As if it needed any more of a boost, two-time defending champion Oracle Team USA will start the 35th America’s Cup match ahead 1-0.
Owned by software billionaire Larry Ellison and skippered by Australian Jimmy Spithill, Oracle Team USA sailed a masterful race on Bermuda’s Great Sound on the final day of the qualifiers Saturday to beat Emirates Team New Zealand and earn a bonus point in the 35th America’s Cup match that starts June 17.
It’s just one of the radical departures from tradition in this America’s Cup, which, perhaps fittingly, is being sailed on the northern tip of the Bermuda Triangle.
Imagine if the World Cup final started with one team already ahead by a goal. Or the World Series starting with one team already up by one game.
That’s similar to what Oracle gained.
“We just won a race in the Cup, boys. Good work,” tactician Tom Slingsby told his crewmates after Oracle’s fast, 50-foot catamaran splashed down off its foils at the end of the race.
There’s still plenty to get used to in this America’s Cup. This is the first time the defender has sailed with the challengers in the preliminaries. It’s the first time a bonus point has been awarded for the match. Oracle will need to win only six races starting June 17. The challenger will still need to win seven in order to pry the oldest trophy in international sports away from powerhouse Oracle.
“I think the point could end up being incredibly important,” said Spithill, who forced Team New Zealand skipper Peter Burling into a penalty at the start and won by 29 seconds in a rematch between the teams that sailed the epic 2013 America’s Cup match. “Clearly that was our goal coming into the competition. We wanted that point, like the rest of the teams.
“Every win you can get in the America’s Cup ac match is extremely powerful and I’m very, very proud of the team to have held their own under some serious pressure today, both on and off the water, to get the job done today,” Spithill said.
Spithill knows how valuable wins are in the match. In 2013, Oracle started the America’s Cup showdown with the Kiwis down two points after being penalized in the biggest cheating scandal in the regatta’s 166-year history. Oracle struggled for speed in the early races and replaced tactician John Kostecki with British sailing star Ben Ainslie. The Kiwis reached match point at 8-1 and were way ahead in what would have been the clinching race, but it was abandoned after the time limit expired on a fluky day on San Francisco Bay. Oracle then won eight straight races in one of the greatest comebacks in sports to keep the Auld Mug.

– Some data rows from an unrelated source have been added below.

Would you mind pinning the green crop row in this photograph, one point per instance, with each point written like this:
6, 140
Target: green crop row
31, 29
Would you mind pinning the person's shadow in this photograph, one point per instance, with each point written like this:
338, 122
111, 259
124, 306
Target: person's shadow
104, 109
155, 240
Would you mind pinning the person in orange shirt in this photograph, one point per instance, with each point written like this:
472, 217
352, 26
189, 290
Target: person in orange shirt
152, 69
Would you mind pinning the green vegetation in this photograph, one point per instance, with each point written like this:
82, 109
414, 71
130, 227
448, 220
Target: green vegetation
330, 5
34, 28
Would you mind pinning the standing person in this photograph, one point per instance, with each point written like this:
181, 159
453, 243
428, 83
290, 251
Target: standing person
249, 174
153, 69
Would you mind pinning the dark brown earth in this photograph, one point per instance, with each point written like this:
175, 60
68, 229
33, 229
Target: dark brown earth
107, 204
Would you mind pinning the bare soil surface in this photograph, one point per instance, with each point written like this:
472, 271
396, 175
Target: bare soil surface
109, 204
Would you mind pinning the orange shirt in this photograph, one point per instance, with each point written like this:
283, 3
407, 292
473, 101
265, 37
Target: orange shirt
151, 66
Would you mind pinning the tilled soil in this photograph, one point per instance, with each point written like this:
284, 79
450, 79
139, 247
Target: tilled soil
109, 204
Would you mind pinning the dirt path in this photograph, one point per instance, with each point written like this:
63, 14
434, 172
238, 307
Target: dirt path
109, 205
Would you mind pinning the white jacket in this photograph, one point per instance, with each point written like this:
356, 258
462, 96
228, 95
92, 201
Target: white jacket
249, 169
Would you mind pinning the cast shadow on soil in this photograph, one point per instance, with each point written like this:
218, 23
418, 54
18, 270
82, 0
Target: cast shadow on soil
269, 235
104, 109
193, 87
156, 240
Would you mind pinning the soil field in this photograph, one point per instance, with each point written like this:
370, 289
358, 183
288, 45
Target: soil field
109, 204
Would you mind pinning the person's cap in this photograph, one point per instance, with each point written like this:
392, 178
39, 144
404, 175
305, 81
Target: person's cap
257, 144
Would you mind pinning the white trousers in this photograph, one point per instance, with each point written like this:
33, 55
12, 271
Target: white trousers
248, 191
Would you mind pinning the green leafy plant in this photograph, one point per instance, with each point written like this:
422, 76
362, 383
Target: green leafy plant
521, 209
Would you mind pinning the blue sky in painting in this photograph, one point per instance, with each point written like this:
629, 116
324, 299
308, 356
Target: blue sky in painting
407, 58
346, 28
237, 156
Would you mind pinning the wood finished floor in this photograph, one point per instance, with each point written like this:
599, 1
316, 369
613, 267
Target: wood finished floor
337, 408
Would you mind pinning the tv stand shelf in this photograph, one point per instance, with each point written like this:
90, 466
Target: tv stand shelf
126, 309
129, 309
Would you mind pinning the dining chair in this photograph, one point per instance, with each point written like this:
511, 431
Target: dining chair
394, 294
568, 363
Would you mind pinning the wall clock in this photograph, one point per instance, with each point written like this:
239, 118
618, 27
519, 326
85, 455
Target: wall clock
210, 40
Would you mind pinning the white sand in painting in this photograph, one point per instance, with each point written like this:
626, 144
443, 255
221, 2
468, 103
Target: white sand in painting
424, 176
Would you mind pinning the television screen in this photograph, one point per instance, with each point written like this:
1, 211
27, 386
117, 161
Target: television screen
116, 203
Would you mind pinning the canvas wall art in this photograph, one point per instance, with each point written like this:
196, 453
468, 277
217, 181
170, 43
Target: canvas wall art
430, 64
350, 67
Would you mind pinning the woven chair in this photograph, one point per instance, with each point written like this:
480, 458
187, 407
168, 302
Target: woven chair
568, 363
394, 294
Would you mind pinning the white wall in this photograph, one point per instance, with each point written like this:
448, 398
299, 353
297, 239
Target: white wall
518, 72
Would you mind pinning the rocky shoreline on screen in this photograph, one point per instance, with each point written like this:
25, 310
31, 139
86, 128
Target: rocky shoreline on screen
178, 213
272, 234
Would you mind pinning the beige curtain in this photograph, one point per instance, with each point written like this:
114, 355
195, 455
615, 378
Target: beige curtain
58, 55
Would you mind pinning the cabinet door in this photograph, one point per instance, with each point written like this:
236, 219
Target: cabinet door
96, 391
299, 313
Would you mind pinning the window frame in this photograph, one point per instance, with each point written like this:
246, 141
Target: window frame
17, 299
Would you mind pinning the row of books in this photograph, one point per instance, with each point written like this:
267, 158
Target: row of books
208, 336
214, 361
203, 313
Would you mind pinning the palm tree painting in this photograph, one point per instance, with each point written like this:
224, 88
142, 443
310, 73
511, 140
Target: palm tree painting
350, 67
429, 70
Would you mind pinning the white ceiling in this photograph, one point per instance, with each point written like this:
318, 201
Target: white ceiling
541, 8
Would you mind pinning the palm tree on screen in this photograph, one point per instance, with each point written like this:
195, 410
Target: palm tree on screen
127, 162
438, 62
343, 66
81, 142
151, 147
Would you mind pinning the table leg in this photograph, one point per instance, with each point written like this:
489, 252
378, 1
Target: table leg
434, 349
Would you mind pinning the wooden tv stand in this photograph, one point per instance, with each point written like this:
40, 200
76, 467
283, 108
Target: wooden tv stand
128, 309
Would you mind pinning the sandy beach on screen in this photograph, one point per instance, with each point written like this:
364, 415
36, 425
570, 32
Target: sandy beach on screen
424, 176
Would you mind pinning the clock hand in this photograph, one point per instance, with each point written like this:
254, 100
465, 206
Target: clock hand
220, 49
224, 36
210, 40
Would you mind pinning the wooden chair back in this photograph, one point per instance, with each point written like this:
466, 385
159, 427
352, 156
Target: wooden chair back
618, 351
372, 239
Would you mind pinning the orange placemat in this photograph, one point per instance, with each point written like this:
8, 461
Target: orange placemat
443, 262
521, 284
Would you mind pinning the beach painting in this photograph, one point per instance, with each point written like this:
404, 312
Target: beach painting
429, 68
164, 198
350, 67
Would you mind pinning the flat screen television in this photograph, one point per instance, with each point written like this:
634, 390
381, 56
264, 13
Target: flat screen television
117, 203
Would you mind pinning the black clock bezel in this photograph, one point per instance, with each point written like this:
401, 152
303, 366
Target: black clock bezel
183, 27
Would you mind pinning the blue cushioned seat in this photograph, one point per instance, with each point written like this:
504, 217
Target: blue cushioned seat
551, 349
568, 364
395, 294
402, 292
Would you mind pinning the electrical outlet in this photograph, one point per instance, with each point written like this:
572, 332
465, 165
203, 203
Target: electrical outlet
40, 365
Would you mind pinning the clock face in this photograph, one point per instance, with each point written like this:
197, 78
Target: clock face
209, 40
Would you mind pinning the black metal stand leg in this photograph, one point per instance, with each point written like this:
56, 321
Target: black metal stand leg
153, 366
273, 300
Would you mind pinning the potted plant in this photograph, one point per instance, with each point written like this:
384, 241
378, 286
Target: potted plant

Coupled with two wins in these round robins, Oracle has won 10 straight races against Team New Zealand.
“We obviously weren’t good enough out there today,” said Burling, who has won Olympic gold and silver medals. “But we’ll address that and come back stronger.”
Oracle will now train on its own while the challengers sail their semifinals, which start Sunday, and finals.
Top-seeded Emirates Team New Zealand chose Ainslie’s syndicate, Land Rover BAR, as its opponent in the semifinals. That leaves SoftBank Team Japan to face Sweden’s Artemis Racing in the other semi.
Had Team New Zealand won Saturday’s race, would have earned a bonus point if it made it through to the match.
The normally crack Kiwi crew was penalized twice, including at the start when it forced Oracle, the right-of-way boat, to bear away as the 50-foot catamarans jockeyed for position at the line. The Kiwis had to clear the penalty by slowing to two boat lengths behind Oracle.
Team New Zealand crossed ahead of Oracle on the third leg but Spithill squeezed through the gate mark in the lead.
The Kiwis later committed an unforced penalty when it strayed across the course boundary and had to slow again.
Oracle came back later Saturday and beat Land Rover BAR. In other races, Land Rover BAR beat Team Japan and Artemis Racing beat Groupama Team France, which was eliminated Friday.